Prism Dispersion

Dispersion

White light is a composition of seven colours belonging to a different spectrum of electromagnetic radiation. Hence, we refer to white light as sunlight or even light from an LED bulb. Since white light is a composition of seven colours, it can be split into individual colours. This phenomenon of splitting white light into its seven colours when it passes through an object is known as dispersion.

These seven colours are violet, indigo, blue, green, yellow, orange, and red. We see dispersion occurring naturally in nature. Rainbow is the result of dispersion as well. Dispersion plays a significant role in other situations as well. For example, in optical fibres, group velocity dispersion spreads the pulses, thus, degrading the signal strength over a long distance.
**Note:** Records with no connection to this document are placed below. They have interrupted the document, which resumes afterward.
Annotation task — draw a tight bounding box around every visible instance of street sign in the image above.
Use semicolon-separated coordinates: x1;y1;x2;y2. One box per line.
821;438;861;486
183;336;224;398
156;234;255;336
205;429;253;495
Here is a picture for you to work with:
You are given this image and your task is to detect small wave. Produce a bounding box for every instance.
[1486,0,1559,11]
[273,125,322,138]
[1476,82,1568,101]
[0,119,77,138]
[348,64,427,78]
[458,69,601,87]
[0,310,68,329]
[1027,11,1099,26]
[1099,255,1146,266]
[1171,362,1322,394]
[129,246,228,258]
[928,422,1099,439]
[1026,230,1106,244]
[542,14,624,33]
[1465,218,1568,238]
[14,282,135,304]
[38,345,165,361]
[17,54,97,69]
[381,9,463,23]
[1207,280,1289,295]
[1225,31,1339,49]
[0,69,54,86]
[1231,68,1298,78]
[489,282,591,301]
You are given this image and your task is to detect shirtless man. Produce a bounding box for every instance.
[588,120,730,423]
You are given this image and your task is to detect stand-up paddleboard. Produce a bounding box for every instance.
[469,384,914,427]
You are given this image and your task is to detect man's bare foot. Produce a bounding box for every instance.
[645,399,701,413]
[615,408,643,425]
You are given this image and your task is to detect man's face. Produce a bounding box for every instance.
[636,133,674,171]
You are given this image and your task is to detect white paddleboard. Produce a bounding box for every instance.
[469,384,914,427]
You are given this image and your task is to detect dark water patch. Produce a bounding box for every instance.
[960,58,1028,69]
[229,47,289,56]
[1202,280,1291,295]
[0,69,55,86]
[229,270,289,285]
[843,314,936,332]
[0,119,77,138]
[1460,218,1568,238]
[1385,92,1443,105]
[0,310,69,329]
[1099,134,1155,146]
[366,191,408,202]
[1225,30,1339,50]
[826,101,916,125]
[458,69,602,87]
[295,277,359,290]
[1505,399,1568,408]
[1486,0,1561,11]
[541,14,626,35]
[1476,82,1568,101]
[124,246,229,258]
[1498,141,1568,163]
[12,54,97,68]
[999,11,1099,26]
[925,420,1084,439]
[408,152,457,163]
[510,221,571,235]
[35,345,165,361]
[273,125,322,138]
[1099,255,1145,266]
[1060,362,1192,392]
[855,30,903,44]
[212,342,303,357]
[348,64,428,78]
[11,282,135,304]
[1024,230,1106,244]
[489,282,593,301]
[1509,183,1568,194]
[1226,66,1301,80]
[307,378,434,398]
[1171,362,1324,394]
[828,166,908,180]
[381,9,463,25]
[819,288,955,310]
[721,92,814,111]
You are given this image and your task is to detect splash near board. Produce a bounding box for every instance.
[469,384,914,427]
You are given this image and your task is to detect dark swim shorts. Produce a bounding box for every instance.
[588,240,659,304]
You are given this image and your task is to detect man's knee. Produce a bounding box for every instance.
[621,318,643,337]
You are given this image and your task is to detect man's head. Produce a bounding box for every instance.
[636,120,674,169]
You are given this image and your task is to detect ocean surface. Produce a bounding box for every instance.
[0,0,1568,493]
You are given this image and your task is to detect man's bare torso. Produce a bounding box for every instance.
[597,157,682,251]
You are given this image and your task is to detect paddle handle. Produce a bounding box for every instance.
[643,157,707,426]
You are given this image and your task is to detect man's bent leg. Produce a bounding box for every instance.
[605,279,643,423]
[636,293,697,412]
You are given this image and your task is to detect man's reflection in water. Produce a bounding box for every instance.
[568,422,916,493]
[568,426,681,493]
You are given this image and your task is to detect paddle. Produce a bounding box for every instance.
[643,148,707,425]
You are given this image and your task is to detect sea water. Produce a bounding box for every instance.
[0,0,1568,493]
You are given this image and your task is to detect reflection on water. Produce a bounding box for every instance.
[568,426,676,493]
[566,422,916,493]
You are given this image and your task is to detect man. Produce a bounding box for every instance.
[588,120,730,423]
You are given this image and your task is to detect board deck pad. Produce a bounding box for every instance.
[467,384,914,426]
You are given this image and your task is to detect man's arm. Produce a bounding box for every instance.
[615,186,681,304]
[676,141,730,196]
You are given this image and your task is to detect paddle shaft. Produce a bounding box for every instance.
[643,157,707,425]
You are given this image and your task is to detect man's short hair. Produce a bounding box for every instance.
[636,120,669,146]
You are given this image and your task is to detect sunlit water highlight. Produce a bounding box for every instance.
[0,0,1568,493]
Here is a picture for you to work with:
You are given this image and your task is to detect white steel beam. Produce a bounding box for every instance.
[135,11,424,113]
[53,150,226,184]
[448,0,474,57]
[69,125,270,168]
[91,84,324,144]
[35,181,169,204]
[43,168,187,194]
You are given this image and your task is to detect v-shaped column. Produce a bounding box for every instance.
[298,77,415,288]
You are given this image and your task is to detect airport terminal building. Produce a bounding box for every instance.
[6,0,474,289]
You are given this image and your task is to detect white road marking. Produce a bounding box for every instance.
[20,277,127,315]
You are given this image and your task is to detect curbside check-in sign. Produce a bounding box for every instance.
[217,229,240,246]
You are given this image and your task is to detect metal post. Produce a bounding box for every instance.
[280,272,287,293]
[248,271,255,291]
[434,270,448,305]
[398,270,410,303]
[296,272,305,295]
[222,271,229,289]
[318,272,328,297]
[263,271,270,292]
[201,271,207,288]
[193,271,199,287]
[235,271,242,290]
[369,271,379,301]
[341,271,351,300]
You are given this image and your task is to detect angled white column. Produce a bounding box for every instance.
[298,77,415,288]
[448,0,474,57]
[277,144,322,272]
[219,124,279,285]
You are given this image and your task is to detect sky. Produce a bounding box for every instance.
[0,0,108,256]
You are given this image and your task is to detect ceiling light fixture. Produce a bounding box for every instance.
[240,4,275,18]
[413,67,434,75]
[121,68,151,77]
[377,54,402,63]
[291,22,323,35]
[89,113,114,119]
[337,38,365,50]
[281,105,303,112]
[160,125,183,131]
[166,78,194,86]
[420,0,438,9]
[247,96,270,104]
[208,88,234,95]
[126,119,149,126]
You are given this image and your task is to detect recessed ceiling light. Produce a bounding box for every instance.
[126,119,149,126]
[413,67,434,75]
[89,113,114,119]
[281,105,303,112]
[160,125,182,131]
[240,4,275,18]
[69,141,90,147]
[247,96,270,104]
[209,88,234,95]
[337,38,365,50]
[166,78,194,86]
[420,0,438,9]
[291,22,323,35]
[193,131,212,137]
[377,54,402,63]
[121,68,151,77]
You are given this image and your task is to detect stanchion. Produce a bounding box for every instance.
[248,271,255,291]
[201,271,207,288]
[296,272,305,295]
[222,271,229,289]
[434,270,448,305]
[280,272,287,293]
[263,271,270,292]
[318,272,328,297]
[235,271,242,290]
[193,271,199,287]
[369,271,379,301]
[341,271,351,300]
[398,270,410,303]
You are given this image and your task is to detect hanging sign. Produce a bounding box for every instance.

In dispersion, the phase velocity of a wave is dependent on its frequency. Artificially, dispersion through a prism can be understood clearly.

Prism dispersion

The dispersion phenomenon depends upon the material, the speed of light and the type of light that we allow to pass through the prism. If the material is denser, then the dispersion will be lower. If the speed of light is faster, the dispersion will be faster. So light belonging to different electromagnetic spectrums will be dispersed differently or maybe in only two or three colours.

The prism's shape is made so that it bends the white light when it passes through the prism. The white light bends more than passing through the prism. Since the wavelengths of the seven colours are different, they come out separately from the glass prism.

A glass prism also refracts the light. The bending of the white mentioned above is known as the refraction of light. Red bends the least as it has the longest wavelength, whereas violet bends the most as it has the shortest wavelength. Because of varying wavelengths and bending of light, we see dispersion through a glass prism.

Prism experiment

The first prism experiment was conducted by Newton. It was an accidental experiment. He placed the prism near the place where sunshine came. He observed the sunlight was passing through one side of the prism, but different colours were coming out from the other side. Later he experimented to prove this concept. We can also use lenses to prove dispersion through chromatic aberration.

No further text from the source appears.